Posteriormente, reformas impulsadas por la Asamblea Legislativa —dominada ampliamente por el oficialismo— ampliaron aún más las posibilidades de reelección y modificaron aspectos del calendario electoral y la duración de los mandatos presidenciales. Dichos cambios han sido cuestionados por sectores de oposición, organizaciones de derechos humanos y analistas internacionales, quienes consideran que existe una creciente concentración de poder en el Ejecutivo.
Los partidarios del mandatario, por su parte, defienden estas reformas argumentando que la continuidad gubernamental ha permitido implementar políticas de seguridad y modernización institucional que cuentan con un amplio respaldo ciudadano.
Seguridad y popularidad: las claves del fenómeno Bukele
Diversas encuestas han situado la aprobación de Bukele por encima del 80 %, convirtiéndolo en uno de los presidentes mejor valorados del continente. El principal motivo detrás de este respaldo es la percepción de mejora en la seguridad pública, en un país que durante años figuró entre los más violentos del mundo debido al accionar de las pandillas.
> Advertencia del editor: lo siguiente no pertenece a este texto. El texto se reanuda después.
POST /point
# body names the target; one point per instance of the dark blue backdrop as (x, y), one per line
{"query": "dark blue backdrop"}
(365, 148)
Sin embargo, organismos nacionales e internacionales han expresado preocupación por denuncias relacionadas con detenciones masivas, restricciones a ciertas garantías constitucionales y presuntas afectaciones a la independencia institucional. Más de 90.000 personas han sido detenidas bajo el régimen de excepción, mientras organizaciones defensoras de derechos humanos han solicitado mayores controles y transparencia en los procesos judiciales.
El escenario rumbo a las elecciones de 2027
Con la victoria en las primarias, Bukele se perfila como el gran favorito para las elecciones presidenciales de 2027. Hasta el momento, la oposición salvadoreña no ha logrado consolidar una figura capaz de competir con el enorme capital político del mandatario. Además, el partido Nuevas Ideas mantiene un amplio dominio en la Asamblea Legislativa, donde posee la gran mayoría de los escaños.
La próxima contienda electoral será observada de cerca por la comunidad internacional, ya que podría definir el rumbo institucional de El Salvador durante los próximos años y profundizar el debate regional sobre los límites de la reelección presidencial y el equilibrio entre gobernabilidad, seguridad y democracia.
El resultado de las primarias confirma que Nayib Bukele continúa siendo la figura central de la política salvadoreña y que su proyecto político mantiene un fuerte respaldo popular, aunque también enfrenta crecientes cuestionamientos sobre la concentración de poder y el futuro de las instituciones democráticas del país.